Once a heavily bohemian area, East Village has been affected by gentrification in recent decades. Still, the neighborhood has not lost its boho aura; it is filled with bars and restaurants, like Mercury Lounge and Sidewalk Cafe, music and poetry venues, like Nuyorican Poets Cafe, and avant-garde art galleries, like The Stone (Not For Tourists). Forbidden Planet, an independent comic book store, is located less than a block from Strand Bookstore. According to Point2 Homes, the total population in East Village in 2014 was 116,462 people with an average yearly income of $110,714. 61% of community members never married with a median age of 34. According to the chart to the right, the majority of the population has a college degree. This neighborhood is home to actors, musicians and writers, like Kathryn Stockett, David Schwimmer, Chloey Sevigny and Cher, which suggests it is an accepting, comfortable place for anyone to reside (Address Report).
West Village, a bohemian neighborhood, is notable for its streets that are angled differently than the rest of Manhattan, which gives it an “off the grid” feel (Not For Tourists). West Village is a highly residential area, home to 160,404 people with an average household income of $149,474. Similar to East village, 62% of community members never married, and roughly 84% have some kind of college degree (Point2 Homes). New York University is located in Greenwich Village, also bohemian, which sits between West Village and NoHo. There are many ethic cafes and restaurants, as seen in green on the map below. Calvin Klein, Daniel Radcliffe and Sofia Coppola call West Village home (Address Report).
Pictured below is Strand Bookstore and its surrounding neighborhoods.
Full of loft apartments, NoHo is one of the most expensive neighborhoods, with a population of 79,241. The average income is $134,561 and roughly 61% of the community has never married. 85% have a college degree (Point2 Homes). The neighborhood’s small size and central location make it highly sought after (Not For Tourists).
The Flatiron District is a commercial neighborhood that is home to major businesses, like Met Life, Credit Suisse and the Flatiron building (Not For Tourists). It is home to Barnard M. Baruch College, which offers the largest business school in the nation (Barnard College). One Madison Park Condominiums is located in this district, which houses a 50-story luxury residential tower (Related.com). The total population of this district is 136,697, with 61% of the community never married. The average income is $156,183, and 92% of residents have a college degree (Point2 Homes).
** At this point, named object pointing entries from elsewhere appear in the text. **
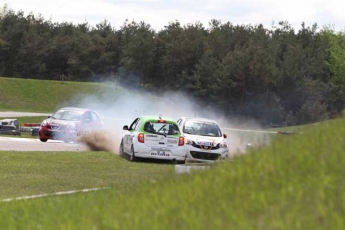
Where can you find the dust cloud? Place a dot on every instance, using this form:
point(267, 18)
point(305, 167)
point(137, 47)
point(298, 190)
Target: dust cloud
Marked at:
point(122, 110)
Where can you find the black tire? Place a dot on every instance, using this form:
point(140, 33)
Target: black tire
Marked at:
point(132, 156)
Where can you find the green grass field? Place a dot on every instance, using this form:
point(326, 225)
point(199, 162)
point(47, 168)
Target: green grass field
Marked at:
point(296, 182)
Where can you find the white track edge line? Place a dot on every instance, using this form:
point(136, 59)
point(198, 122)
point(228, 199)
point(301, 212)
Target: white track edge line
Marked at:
point(53, 194)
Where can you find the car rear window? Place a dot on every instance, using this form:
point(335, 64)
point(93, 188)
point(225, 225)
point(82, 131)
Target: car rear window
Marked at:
point(161, 128)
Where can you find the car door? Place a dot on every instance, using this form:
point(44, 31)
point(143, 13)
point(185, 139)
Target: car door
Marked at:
point(130, 135)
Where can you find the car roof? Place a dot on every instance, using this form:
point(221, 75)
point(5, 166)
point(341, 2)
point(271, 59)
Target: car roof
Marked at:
point(150, 118)
point(198, 119)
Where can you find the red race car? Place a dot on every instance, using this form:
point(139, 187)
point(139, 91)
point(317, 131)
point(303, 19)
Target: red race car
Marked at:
point(67, 123)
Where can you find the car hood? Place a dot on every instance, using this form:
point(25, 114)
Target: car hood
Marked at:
point(197, 138)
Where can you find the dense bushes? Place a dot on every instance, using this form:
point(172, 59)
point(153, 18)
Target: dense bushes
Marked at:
point(277, 76)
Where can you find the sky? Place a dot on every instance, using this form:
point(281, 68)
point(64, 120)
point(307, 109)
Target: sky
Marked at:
point(159, 13)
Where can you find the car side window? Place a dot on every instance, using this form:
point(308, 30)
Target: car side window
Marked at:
point(134, 124)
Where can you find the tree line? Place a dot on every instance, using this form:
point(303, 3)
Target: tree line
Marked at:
point(276, 76)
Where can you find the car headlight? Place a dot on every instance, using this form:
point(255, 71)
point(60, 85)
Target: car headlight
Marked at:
point(44, 123)
point(223, 144)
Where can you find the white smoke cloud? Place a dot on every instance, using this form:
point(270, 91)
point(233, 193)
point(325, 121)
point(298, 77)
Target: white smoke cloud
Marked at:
point(130, 104)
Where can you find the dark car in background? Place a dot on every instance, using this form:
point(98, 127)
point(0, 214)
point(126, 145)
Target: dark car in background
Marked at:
point(69, 122)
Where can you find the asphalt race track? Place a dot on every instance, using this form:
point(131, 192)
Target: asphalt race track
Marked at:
point(30, 144)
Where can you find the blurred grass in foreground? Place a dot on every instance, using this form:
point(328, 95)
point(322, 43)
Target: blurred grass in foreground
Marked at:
point(296, 183)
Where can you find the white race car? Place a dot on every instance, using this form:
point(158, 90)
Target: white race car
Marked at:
point(204, 140)
point(153, 137)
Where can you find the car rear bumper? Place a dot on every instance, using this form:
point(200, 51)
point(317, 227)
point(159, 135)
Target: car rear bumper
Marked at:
point(56, 135)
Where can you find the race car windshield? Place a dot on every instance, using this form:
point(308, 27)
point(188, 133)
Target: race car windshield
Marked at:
point(161, 128)
point(69, 115)
point(202, 128)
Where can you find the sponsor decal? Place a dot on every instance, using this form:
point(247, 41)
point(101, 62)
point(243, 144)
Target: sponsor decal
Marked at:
point(159, 149)
point(172, 141)
point(161, 154)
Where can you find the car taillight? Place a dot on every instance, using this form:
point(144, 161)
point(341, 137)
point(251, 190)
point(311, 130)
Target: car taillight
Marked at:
point(181, 141)
point(141, 137)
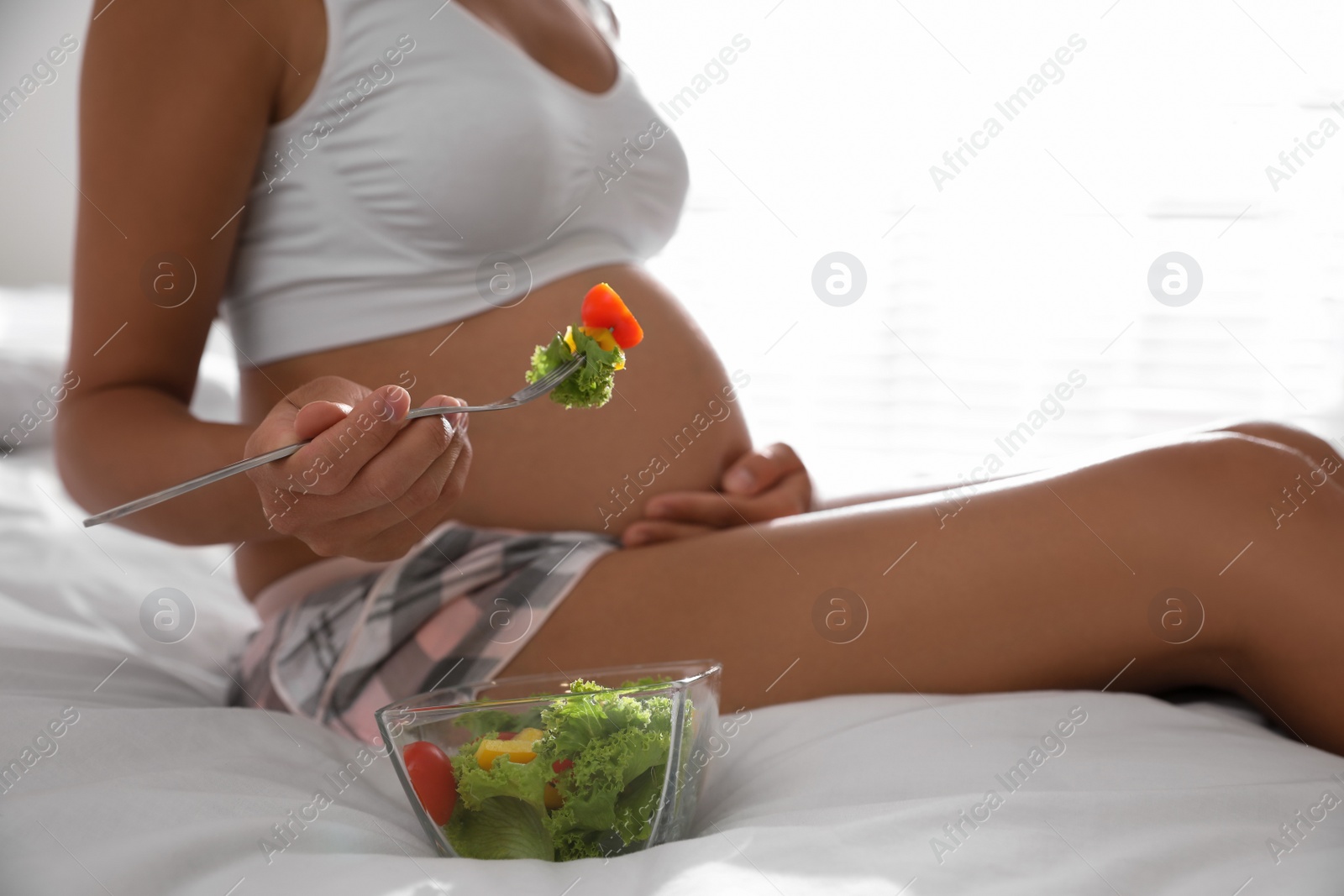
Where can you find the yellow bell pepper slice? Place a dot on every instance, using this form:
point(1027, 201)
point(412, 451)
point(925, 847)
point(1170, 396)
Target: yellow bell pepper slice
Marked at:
point(600, 335)
point(515, 750)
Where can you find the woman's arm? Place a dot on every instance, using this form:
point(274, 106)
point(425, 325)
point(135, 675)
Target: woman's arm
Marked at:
point(175, 103)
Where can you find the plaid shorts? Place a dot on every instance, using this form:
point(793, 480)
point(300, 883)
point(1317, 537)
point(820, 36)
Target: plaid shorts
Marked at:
point(454, 610)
Strand Bookstore reflects each neighborhood’s characteristics. Located in a highly cultured, academic area, the store appeals to a large audience with rare, new and used books. Outside the store, the “bargain bins” are filled with books from 48 cents to $5, while its rare book collection ranges up to $45,000 (Strand). While the majority of the community never married, individuals are able to find other intimate connections through the bookstore. The Strand acts as a “strand” to the sea of communities that surround it; offering a physical place where the four neighborhoods connect, creating the identity of a melting pot. The bookstore is able to root itself in its place, even though it lies on the outskirts of each neighborhood. This suggests that the Strand is a business that welcomes those who may not belong or fit in themselves.
Below is a street view of the Strand.
Tim Cresswell writes, “When we look at the world as a world of places we see different things. We see attachments and connections between people and place” (11). When I look at Strand Bookstore, I see a place where members of different communities can come together and explore similar interests. Edward Relph expands on this relationship, where “a communal identity is strongly connected to a particular landscape” (Miller 110). The Strand’s identity is greatly shaped by its location on the border, as well as by the people and neighborhoods that surround it. Strand Bookstore caters to these communities, and the “strand” will always lead them to a place of culture and diversity.
Cresswell, Tim. Place: A Short Introduction. Malden, MA: Blackwell Pub., 2004. Print.
Miller, Laura J. “Designing the Bookstore for the Standardized Consumer.” Reluctant Capitalists: Bookselling and the Culture of Consumption. Chicago: U of Chicago, 2006. 110. Print.